隠れ家の夢
2010-04-16

坂口恭平著「0円ハウス」と言う本を読んだ。正直、驚いた本だった。
建築科の学生だった著者は、ホームレスの人の手作り簡易住居にいたく魅せられ、最初多摩川の河川敷地を上流まで、次に隅田川、各地の公園敷地、名古屋、大阪とホームレスの住居を研究して回り、卒論もその写真と説明で構成した。
住居としての手作り簡易住居は建築の考え方に大きなインパクトがある。と言うのが最初からの発想であるようだ。建築思想、都市の採集生活、シンプルでほぼ完全な生活の把握など、種々の発想がある。
これらの簡易住居は基本的に無料で拾ってきた材料を部材にし、自分の生活スタイルに合わせて構成され、かつ最小限の大きさとする。地域によって特徴があるのは拾える材料と生活スタイルによるのだろう。
調達できる材料で自分に合わせた間口、高さ、奥行きを構成し、暮らして行く中で調理、電気、水などの使い方などに合わせて、この住居に改良を加えて行く。
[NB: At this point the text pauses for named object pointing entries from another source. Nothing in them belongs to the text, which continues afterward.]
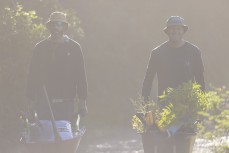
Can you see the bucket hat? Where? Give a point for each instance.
(57, 17)
(175, 21)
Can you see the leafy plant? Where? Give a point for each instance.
(215, 121)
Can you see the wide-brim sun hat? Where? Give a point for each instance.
(57, 17)
(175, 21)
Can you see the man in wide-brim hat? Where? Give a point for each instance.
(174, 62)
(58, 65)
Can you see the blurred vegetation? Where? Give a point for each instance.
(20, 29)
(215, 121)
(207, 113)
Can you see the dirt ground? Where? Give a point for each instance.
(120, 141)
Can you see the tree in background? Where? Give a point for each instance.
(20, 29)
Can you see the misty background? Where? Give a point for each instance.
(119, 36)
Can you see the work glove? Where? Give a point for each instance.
(82, 108)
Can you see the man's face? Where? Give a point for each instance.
(175, 33)
(57, 28)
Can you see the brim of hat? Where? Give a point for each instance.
(50, 21)
(184, 26)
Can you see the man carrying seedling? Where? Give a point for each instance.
(174, 62)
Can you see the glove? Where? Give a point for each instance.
(82, 108)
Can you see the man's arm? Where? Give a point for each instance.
(199, 69)
(81, 85)
(149, 76)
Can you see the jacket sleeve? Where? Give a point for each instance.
(149, 76)
(81, 77)
(34, 78)
(198, 69)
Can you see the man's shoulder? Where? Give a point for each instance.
(41, 43)
(160, 48)
(71, 41)
(192, 47)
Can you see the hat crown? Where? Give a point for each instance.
(58, 16)
(175, 20)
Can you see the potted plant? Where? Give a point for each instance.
(174, 115)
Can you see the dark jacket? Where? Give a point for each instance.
(173, 66)
(60, 67)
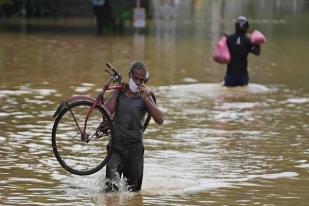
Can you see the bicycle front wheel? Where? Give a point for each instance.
(78, 152)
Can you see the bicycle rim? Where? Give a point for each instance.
(77, 155)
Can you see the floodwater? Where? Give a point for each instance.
(218, 146)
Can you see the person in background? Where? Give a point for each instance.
(129, 108)
(240, 46)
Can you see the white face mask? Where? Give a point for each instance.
(132, 85)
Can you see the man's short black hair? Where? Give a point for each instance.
(137, 65)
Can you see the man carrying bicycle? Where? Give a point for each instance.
(129, 107)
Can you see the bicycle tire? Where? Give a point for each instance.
(62, 140)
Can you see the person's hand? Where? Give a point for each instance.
(144, 92)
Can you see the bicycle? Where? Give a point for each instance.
(82, 130)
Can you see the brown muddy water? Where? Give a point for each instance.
(218, 146)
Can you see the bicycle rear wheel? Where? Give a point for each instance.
(78, 153)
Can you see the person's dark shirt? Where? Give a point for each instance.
(129, 119)
(240, 46)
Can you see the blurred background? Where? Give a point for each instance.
(240, 146)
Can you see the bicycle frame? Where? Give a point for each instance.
(98, 101)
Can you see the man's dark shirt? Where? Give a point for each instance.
(240, 46)
(129, 119)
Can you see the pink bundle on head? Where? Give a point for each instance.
(257, 38)
(221, 53)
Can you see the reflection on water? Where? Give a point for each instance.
(239, 146)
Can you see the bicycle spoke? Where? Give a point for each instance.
(81, 153)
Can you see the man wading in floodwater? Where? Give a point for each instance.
(129, 108)
(239, 46)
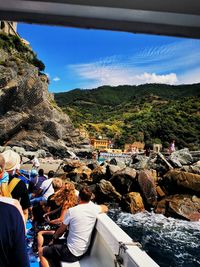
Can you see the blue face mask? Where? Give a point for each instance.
(5, 178)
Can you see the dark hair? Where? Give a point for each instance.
(85, 194)
(51, 174)
(41, 172)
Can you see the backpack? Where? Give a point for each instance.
(12, 184)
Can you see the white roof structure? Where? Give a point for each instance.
(171, 17)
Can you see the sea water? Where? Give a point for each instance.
(169, 242)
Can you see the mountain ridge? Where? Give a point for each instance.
(137, 113)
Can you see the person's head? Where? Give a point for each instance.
(51, 174)
(85, 194)
(12, 161)
(3, 179)
(33, 173)
(66, 196)
(41, 172)
(2, 165)
(57, 183)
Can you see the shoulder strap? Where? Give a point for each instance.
(12, 184)
(43, 192)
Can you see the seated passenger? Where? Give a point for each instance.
(17, 187)
(64, 198)
(80, 220)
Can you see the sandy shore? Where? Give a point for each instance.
(46, 166)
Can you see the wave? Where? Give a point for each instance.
(170, 242)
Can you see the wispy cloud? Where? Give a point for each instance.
(56, 79)
(162, 64)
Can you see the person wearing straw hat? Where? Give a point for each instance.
(16, 186)
(12, 234)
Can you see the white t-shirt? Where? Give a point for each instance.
(81, 220)
(35, 162)
(45, 185)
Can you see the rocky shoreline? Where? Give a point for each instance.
(168, 185)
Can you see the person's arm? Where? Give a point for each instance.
(104, 209)
(25, 212)
(38, 192)
(61, 218)
(60, 231)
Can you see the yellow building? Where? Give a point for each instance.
(134, 146)
(101, 144)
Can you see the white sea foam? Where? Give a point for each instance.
(169, 237)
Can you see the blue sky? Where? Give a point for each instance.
(78, 58)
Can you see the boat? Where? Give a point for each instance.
(111, 246)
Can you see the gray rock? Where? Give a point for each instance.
(29, 116)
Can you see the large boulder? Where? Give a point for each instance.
(148, 186)
(29, 116)
(132, 202)
(184, 180)
(124, 180)
(180, 206)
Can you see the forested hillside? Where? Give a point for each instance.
(149, 113)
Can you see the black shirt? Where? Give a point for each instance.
(20, 192)
(13, 252)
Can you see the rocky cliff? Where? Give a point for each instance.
(29, 117)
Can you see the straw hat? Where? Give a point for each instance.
(12, 160)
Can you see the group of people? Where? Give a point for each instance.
(61, 205)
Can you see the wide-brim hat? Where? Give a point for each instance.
(12, 160)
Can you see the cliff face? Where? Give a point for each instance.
(29, 116)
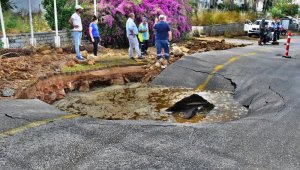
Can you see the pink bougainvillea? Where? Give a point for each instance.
(114, 13)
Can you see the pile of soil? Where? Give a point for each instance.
(141, 101)
(21, 68)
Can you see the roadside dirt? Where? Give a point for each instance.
(20, 70)
(141, 101)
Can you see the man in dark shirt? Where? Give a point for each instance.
(162, 37)
(262, 30)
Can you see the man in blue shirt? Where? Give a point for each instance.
(162, 37)
(132, 32)
(144, 35)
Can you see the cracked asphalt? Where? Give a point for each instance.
(267, 138)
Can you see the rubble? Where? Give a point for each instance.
(31, 65)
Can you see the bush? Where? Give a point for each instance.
(221, 17)
(7, 5)
(114, 16)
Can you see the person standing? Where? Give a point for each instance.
(279, 26)
(274, 30)
(144, 36)
(262, 30)
(132, 32)
(94, 34)
(75, 21)
(163, 36)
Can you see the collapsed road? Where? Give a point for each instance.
(266, 138)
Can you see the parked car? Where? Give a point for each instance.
(253, 28)
(290, 23)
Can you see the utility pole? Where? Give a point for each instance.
(32, 39)
(56, 38)
(4, 38)
(95, 8)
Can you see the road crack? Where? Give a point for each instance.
(13, 117)
(281, 96)
(205, 72)
(218, 74)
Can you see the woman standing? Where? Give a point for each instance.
(94, 34)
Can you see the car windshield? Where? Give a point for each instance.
(256, 22)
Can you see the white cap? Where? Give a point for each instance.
(78, 7)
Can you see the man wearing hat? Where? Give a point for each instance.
(75, 21)
(132, 32)
(163, 35)
(144, 35)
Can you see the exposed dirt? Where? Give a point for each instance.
(23, 69)
(140, 101)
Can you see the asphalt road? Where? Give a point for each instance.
(267, 138)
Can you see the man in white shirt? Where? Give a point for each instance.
(132, 32)
(75, 21)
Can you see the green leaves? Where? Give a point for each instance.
(7, 4)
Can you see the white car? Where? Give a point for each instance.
(253, 28)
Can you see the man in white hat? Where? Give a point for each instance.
(75, 21)
(163, 35)
(132, 32)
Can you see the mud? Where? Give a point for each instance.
(140, 101)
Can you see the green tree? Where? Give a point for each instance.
(7, 4)
(64, 13)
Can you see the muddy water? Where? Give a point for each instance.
(138, 101)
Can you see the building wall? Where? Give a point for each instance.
(22, 40)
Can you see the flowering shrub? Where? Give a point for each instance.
(114, 13)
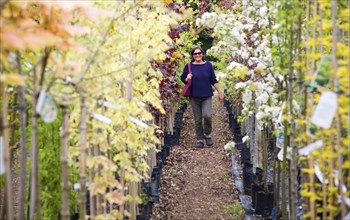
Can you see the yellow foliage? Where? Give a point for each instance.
(299, 64)
(309, 77)
(343, 50)
(13, 79)
(344, 14)
(308, 170)
(315, 56)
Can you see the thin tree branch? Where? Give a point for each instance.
(94, 54)
(3, 3)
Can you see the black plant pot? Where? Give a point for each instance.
(155, 187)
(140, 217)
(230, 120)
(172, 139)
(179, 120)
(241, 146)
(245, 155)
(250, 178)
(166, 148)
(262, 200)
(163, 154)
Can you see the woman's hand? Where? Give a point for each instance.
(189, 76)
(220, 96)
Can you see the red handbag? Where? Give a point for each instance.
(187, 88)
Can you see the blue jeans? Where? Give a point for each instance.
(202, 112)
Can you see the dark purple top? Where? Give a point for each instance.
(203, 77)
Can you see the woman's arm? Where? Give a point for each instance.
(221, 96)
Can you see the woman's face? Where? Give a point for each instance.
(198, 55)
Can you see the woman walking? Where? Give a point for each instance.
(203, 78)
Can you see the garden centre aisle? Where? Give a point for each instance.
(197, 183)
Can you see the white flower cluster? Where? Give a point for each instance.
(208, 20)
(229, 147)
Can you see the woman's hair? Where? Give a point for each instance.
(195, 48)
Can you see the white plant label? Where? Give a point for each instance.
(2, 162)
(319, 174)
(280, 154)
(280, 140)
(325, 110)
(46, 107)
(138, 122)
(101, 118)
(306, 150)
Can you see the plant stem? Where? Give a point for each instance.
(82, 173)
(64, 164)
(7, 162)
(23, 145)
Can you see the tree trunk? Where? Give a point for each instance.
(35, 193)
(65, 214)
(293, 163)
(83, 147)
(338, 116)
(7, 156)
(23, 145)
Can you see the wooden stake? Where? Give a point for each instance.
(65, 214)
(83, 147)
(7, 156)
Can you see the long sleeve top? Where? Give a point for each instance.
(203, 77)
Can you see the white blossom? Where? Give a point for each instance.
(245, 139)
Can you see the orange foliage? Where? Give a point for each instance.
(39, 24)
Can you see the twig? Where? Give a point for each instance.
(91, 59)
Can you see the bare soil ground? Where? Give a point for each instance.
(197, 183)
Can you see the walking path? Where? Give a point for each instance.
(197, 183)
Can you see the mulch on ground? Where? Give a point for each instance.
(197, 183)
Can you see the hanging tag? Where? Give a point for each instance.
(109, 105)
(138, 122)
(46, 107)
(2, 162)
(280, 154)
(325, 110)
(306, 150)
(280, 140)
(101, 118)
(319, 174)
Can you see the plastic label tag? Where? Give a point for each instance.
(325, 110)
(46, 107)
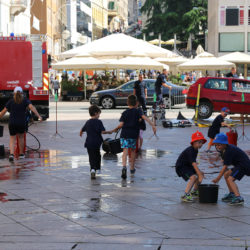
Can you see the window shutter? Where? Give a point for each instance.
(249, 15)
(222, 15)
(241, 15)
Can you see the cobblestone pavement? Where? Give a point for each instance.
(49, 202)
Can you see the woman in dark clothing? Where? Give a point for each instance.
(17, 108)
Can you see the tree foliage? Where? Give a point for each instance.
(169, 17)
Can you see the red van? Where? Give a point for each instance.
(217, 93)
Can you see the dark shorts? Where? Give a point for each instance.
(238, 173)
(159, 98)
(16, 129)
(185, 173)
(128, 143)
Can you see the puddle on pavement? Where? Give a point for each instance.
(4, 198)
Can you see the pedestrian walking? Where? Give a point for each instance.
(140, 91)
(94, 129)
(187, 167)
(130, 125)
(161, 82)
(17, 107)
(231, 155)
(56, 85)
(232, 73)
(218, 122)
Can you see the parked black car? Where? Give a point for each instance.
(111, 98)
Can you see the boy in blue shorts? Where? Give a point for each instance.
(218, 122)
(94, 129)
(236, 157)
(130, 125)
(187, 168)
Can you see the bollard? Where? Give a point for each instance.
(17, 152)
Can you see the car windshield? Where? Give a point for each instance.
(127, 86)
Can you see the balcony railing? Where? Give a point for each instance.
(17, 6)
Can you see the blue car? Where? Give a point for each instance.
(111, 98)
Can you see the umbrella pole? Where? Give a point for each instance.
(245, 71)
(85, 83)
(197, 104)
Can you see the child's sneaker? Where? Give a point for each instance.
(187, 198)
(228, 197)
(92, 174)
(237, 200)
(132, 171)
(124, 173)
(195, 193)
(11, 157)
(21, 156)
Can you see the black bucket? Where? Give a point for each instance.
(208, 193)
(1, 131)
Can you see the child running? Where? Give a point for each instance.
(236, 157)
(94, 129)
(216, 125)
(130, 124)
(187, 168)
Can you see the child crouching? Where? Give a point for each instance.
(231, 156)
(187, 168)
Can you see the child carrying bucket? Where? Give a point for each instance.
(236, 157)
(187, 168)
(216, 125)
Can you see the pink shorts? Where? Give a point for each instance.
(141, 134)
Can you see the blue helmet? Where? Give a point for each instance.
(221, 138)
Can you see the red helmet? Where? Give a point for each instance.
(197, 136)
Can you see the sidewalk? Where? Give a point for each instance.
(49, 202)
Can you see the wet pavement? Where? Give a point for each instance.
(48, 201)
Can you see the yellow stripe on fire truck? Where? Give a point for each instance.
(45, 81)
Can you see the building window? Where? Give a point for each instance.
(231, 42)
(111, 5)
(231, 16)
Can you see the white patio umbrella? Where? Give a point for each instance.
(199, 50)
(80, 63)
(172, 60)
(236, 57)
(118, 45)
(205, 61)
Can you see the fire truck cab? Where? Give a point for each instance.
(23, 62)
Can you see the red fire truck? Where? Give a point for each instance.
(23, 62)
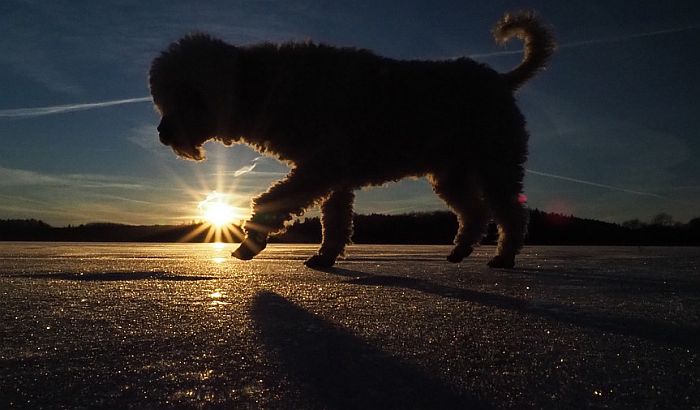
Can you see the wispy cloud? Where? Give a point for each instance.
(20, 177)
(595, 184)
(604, 40)
(60, 109)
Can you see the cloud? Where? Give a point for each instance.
(60, 109)
(584, 182)
(10, 177)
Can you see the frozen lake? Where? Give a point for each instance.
(161, 325)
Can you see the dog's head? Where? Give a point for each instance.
(191, 91)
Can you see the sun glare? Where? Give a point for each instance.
(217, 210)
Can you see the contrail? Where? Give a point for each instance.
(595, 184)
(60, 109)
(604, 40)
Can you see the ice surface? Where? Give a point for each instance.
(151, 325)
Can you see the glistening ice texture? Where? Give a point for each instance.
(143, 325)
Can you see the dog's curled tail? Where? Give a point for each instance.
(538, 48)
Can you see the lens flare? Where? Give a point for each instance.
(217, 210)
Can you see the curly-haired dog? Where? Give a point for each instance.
(345, 118)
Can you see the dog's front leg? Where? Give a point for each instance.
(282, 202)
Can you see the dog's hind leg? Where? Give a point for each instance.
(336, 220)
(284, 200)
(511, 215)
(463, 196)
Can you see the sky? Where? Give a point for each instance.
(614, 120)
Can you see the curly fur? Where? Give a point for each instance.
(344, 118)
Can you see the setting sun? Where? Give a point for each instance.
(217, 210)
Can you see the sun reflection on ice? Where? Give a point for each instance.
(217, 295)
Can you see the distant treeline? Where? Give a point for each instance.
(414, 228)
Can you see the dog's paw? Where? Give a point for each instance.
(320, 261)
(250, 247)
(500, 261)
(459, 253)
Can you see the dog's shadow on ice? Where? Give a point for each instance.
(650, 329)
(340, 370)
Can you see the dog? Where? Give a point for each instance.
(345, 118)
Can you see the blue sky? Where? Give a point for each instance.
(615, 121)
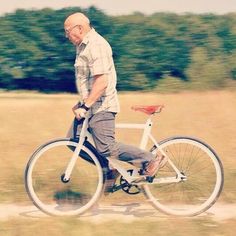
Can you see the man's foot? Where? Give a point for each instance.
(154, 165)
(112, 176)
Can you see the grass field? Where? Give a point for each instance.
(29, 119)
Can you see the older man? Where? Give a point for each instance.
(96, 82)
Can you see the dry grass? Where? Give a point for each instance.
(28, 120)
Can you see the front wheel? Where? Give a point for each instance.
(44, 179)
(203, 183)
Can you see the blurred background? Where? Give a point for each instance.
(158, 51)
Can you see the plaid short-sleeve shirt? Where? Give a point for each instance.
(94, 57)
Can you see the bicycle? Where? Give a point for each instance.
(61, 182)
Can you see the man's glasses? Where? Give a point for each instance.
(68, 31)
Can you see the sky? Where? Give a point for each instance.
(121, 7)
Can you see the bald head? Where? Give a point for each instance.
(77, 19)
(76, 27)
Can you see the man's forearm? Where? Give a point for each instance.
(98, 88)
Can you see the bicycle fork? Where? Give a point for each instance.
(65, 178)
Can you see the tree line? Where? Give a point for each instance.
(162, 50)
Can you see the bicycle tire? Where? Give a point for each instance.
(45, 187)
(191, 153)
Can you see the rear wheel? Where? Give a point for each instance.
(44, 179)
(204, 178)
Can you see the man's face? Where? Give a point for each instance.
(74, 33)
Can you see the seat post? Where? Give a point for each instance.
(146, 132)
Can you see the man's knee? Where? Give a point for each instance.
(108, 150)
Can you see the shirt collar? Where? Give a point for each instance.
(88, 36)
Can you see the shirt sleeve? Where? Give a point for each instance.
(101, 56)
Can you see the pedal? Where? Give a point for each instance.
(150, 179)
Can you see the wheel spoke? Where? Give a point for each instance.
(203, 182)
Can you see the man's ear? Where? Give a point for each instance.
(80, 29)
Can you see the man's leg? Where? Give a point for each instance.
(102, 127)
(75, 129)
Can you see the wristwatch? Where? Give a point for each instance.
(84, 107)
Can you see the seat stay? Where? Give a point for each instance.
(149, 110)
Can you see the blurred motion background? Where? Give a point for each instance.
(161, 51)
(184, 60)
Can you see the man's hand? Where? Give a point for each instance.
(80, 113)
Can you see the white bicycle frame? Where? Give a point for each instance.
(116, 164)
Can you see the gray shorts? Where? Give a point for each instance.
(102, 128)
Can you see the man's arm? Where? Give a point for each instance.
(98, 88)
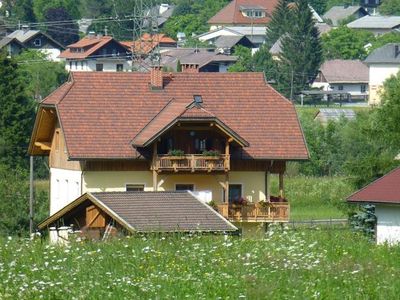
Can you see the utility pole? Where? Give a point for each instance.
(291, 87)
(31, 198)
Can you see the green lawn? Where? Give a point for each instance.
(302, 264)
(315, 197)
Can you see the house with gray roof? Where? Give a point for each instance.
(378, 25)
(382, 63)
(340, 13)
(39, 41)
(341, 75)
(11, 45)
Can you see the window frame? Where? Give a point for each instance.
(135, 184)
(183, 184)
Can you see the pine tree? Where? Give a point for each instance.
(301, 54)
(280, 22)
(16, 115)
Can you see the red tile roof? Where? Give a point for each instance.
(232, 14)
(103, 111)
(89, 44)
(383, 190)
(148, 42)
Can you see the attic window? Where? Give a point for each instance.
(198, 99)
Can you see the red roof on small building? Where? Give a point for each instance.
(102, 112)
(383, 190)
(232, 13)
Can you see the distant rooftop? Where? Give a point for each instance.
(389, 53)
(338, 13)
(375, 22)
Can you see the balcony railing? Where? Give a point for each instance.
(274, 211)
(192, 162)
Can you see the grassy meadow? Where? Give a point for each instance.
(286, 264)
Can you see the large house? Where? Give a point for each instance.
(383, 63)
(33, 40)
(384, 193)
(342, 75)
(97, 53)
(218, 135)
(244, 13)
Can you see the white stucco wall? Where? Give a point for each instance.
(388, 223)
(378, 73)
(90, 65)
(65, 186)
(253, 183)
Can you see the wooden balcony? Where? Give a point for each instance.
(270, 212)
(192, 163)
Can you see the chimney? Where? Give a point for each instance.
(156, 78)
(396, 51)
(190, 68)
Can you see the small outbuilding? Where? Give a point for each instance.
(100, 215)
(384, 193)
(324, 115)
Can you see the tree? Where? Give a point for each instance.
(65, 34)
(280, 22)
(40, 7)
(390, 7)
(346, 43)
(17, 114)
(41, 75)
(301, 54)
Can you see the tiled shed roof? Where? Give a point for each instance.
(383, 190)
(153, 211)
(101, 112)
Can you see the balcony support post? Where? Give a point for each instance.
(155, 175)
(281, 191)
(267, 186)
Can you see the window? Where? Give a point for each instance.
(120, 67)
(37, 42)
(363, 88)
(99, 67)
(184, 187)
(235, 192)
(133, 187)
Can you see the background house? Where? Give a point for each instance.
(11, 45)
(36, 40)
(96, 53)
(250, 13)
(349, 76)
(336, 14)
(378, 25)
(384, 193)
(382, 63)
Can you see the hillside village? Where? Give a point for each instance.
(235, 122)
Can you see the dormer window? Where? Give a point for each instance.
(254, 13)
(37, 42)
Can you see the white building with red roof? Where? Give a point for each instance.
(384, 193)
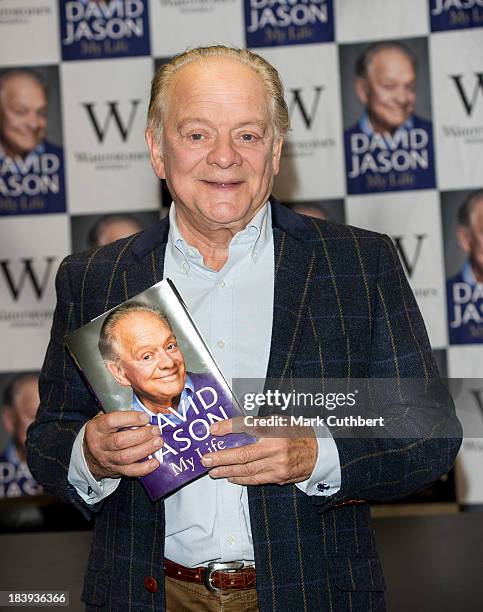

例えば、電気は車のバッテリーが調達しやすいとか、太陽発電パネルが調達できたとか、水はたっぷり使うか、少し使うかとか生活スタイルは様々である。
その場の材料、生活に合わせた最小寸法と言うのは、住居の基本的な原点であろう。
そこに最低限の衛生環境と調理設備となる。
0円であるが、これに数百万円の金をかけるなら、小型クルーザーとかキャンピングカーになるとも考える。
「隠れ家の夢」かも知れません。